Wednesday, July 23, 2014

Pom doesn't change preclusion analysis for medical devices

Catheter Connections, Inc. v. Ivera Medical Corp., 2014 WL 3536573, No. 2:14–CV–70 (D. Utah, July 17, 2014)
The parties compete in the medical device market for infection-control devices.  At issue here are disinfectant caps incorporated into intravenous (IV) lines that deliver fluids and drugs to patients. Ivera markets its product as Curos Tips (Rev. G model).  Before marketing the predecessor model X13 and the Rev. G, Ivera submitted a prototype (known as X10) to the FDA for 510(k) approval and received a clearance letter.  This letter contained an “Indications for Use Statement”:
The Curos Tips are intended for use as a disinfecting cleaner for male luer connectors. Curos Tips will disinfect the male luer (3) minutes after the application and will cover the luer until removed. The effectiveness of the Curos Tips was tested in vitro against Staphylococcus aureus, Staphylococcus epidermidis, Escherichia call, Pseudomonas aeruginosa, Candida glabrata, and Dandida albicans. The Curos Tips may be used in the home or healthcare facility.
When Ivera began marketing its new X13, it used this language on its website and product packaging.  After the X13 was enjoined in related patent litigation by Catheter Connections, Ivera marketed the Rev. G, and represented or implied to customers that no additional 510(k) clearance was necessary.
Catheter Connections claimed that Ivera engaged in false advertising by claiming (1) that Rev. G doesn’t need further FDA clearance; (2) that Rev. G keeps its disinfectant from leaking into the infusion line and posing a risk to the patient; (3) that Ivera tested Rev. G and found it to be effective against six specific microorganisms; and (4) that the FDA has found that Rev. G is effective against six specific microorganisms.
Ivera argued FDCA preclusion, contending that all these claims required interpreting FDA regulations, specifically that all the claims were based on Catheter Connections’ argument that a new 510(k) approval was required for the new model.  By regulation, new approval is required where a design modification “could significantly affect the safety or effectiveness of the device.”
The Tenth Circuit has a pre-Pom framework for FDCA/Lanham Act preclusion cases: affirmative misrepresentations are generally actionable even if the product is FDA-regulated.  But FDCA violations can’t be pursued using the Lanham Act, nor can claims that require “direct interpretation and application of the FDCA.”  Catheter Connections argued that Pom meant that the Lanham Act overlaps with the FDCA in “marketing and advertising” matters, thus allowing all its claims to go forward.  It pointed to the language in Pom indicating that the FDA “does not have the same perspective or expertise in assessing market dynamics that day-to-day competitors possess.”
However, the court found that the first claim—that it was a misrepresentation to claim that no new 510(k) clearance was required—was precluded.  Catheter Connections argued that the court had all the necessary facts to determine that new clearance was required as a matter of law, given that Ivera admitted that it had changed the design elements that it represented to the FDA gave it its “theory of operation.”  However, these facts didn’t answer the question whether the design change “could significantly affect the safety or effectiveness of the device.” That was a decision for the FDA.

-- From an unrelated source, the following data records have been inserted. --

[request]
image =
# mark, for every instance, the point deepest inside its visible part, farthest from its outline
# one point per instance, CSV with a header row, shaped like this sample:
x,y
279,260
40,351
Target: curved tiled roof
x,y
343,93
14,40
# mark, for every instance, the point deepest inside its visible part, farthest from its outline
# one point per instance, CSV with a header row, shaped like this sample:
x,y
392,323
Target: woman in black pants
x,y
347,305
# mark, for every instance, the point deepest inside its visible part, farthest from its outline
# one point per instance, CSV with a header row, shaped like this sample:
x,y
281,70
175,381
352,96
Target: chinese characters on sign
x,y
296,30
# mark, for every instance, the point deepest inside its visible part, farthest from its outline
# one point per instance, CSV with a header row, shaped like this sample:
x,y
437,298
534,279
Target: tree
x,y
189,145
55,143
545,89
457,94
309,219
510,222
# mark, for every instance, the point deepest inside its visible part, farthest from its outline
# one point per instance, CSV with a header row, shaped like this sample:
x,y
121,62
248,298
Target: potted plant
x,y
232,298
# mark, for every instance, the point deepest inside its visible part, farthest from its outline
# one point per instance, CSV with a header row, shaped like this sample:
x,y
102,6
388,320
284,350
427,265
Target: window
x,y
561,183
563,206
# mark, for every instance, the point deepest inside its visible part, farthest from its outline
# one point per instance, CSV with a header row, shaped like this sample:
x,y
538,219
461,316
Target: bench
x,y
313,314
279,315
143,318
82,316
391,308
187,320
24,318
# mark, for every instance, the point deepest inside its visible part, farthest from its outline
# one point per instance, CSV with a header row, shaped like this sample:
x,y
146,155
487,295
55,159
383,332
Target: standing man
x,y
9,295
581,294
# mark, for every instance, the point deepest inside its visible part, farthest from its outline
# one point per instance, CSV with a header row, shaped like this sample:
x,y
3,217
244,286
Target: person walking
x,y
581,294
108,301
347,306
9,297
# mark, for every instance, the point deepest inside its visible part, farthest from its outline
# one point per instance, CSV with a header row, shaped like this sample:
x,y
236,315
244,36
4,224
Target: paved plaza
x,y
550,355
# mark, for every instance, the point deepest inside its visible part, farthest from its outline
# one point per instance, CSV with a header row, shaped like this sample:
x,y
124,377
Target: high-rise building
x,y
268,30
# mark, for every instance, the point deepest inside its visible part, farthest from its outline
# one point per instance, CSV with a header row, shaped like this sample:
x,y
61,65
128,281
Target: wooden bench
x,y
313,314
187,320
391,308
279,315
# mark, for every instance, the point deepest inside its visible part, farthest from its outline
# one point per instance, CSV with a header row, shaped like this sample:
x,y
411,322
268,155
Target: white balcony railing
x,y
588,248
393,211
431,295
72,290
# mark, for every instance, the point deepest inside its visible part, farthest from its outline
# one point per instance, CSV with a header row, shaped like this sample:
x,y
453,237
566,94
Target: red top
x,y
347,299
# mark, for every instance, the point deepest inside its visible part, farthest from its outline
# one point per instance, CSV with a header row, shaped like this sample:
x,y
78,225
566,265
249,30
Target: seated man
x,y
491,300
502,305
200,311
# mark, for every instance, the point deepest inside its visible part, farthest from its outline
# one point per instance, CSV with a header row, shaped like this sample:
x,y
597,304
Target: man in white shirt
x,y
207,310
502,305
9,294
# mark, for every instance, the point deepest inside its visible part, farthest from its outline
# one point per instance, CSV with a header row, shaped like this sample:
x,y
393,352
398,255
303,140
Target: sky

By contrast, the remaining claims were within the scope of the Lanham Act, and resolving them wouldn’t require interpretation of the FDCA or FDA regulations. Those claims focused on the substance of Ivera’s representations “in the context of the medical device market and what drives buyers’ purchasing decisions.”  The issue of whether the Rev. G model kept the disinfectant on the exterior of the connector was “fundamental to the attractiveness” of the device, and resolving the claim would require determining facts about how the device worked, not interpretation or application of FDA policy or regulations.  Likewise, whether Ivera tested the Rev. G model for effectiveness on six specific microorganisms, and whether it got the touted results, was an issue going to marketability.  And the fourth claim, about a misleading representation of FDA approval, also went to marketability, since affirmative FDA approval of effectiveness would attract customers.  “The question is not whether the FDA should have granted approval, but whether FDA made a finding of fact about the product.”   (Note that allowing claims based on implicit misrepresentations of FDA approval can have potentially much broader effects.)
Ultimately, “[a]nalysis of the three claims will focus on the effect such representations have on Catheter Connections, as Ivera’s competitor, in the market. Accordingly, they are not precluded by the FDCA.” 
State law duties imposed on medical device makers can only be parallel to the requirements of the FDCA/FDA.  However, the state false advertising laws at issue here didn’t regulate medical devices, only the alleged misrepresentations to consumers.  Thus, the preclusion analysis applied with equal force to the state law claims: there was no preemption of the nonprecluded claims.